In summary, we have described a hydrazone light-up probe design that can discriminate pyridoxal-5′-phosphate (PLP), the most active form of six different vitamin B6 vitamers. The hydrazone-exchange probe Ac-RAB6 is selective for PLP among a wide range of aldehydes and avoids background signal from hypochlorite. To our knowledge, this is the first PLP-selective fluorescence probe, and we have shown that it can report on PLP kinase enzymatic activity, as well as on changes in PLP levels in human cells.

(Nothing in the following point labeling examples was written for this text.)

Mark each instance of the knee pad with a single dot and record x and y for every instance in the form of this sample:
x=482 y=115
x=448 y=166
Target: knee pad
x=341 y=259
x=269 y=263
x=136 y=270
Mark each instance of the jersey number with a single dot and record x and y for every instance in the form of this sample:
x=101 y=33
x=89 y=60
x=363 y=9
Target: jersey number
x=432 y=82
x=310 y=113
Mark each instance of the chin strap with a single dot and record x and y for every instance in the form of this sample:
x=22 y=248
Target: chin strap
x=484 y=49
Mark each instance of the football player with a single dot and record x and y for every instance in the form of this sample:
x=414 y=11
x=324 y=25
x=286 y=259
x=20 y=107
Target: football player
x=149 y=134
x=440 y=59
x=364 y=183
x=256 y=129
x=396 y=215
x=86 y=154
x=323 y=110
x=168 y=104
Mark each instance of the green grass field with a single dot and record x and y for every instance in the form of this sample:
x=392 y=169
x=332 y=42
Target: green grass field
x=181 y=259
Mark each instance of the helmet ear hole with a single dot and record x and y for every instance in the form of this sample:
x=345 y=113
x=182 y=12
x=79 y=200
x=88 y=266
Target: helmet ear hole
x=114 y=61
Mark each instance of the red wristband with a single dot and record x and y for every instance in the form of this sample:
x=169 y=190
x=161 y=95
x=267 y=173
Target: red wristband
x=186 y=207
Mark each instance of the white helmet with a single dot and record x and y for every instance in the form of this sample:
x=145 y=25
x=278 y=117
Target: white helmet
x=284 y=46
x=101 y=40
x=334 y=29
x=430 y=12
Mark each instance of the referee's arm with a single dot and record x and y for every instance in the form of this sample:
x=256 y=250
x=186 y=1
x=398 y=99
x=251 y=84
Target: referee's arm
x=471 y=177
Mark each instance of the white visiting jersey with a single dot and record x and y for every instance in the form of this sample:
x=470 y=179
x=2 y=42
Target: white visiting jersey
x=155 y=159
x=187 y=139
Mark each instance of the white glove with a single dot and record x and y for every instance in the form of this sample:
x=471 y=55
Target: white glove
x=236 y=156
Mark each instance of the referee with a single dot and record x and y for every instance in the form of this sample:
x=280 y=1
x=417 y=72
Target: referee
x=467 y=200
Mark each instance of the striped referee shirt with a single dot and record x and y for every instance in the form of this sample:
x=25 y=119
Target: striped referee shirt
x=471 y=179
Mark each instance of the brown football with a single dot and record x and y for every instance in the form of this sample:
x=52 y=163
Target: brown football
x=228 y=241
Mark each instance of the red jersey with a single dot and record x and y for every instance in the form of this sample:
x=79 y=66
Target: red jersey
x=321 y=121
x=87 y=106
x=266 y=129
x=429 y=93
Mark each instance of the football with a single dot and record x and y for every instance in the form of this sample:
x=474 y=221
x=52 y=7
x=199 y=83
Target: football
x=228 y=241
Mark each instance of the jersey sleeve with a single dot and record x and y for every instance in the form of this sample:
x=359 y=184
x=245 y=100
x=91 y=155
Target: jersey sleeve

The most widely used current method for the assessment of vitamin B6 status is to measure the PLP concentration in plasma by HPLC based on the assumption that PLP in plasma reflects the concentration of PLP in cells and tissues, which is known not to be the case in certain diseases.³⁰ The new probe design enables rapid and simple measurement of changes in PLP concentrations both in vitro and in cells. Given the close association of vitamin B6 status to a wide range of diseases, the probe is expected to have broad utility in the field.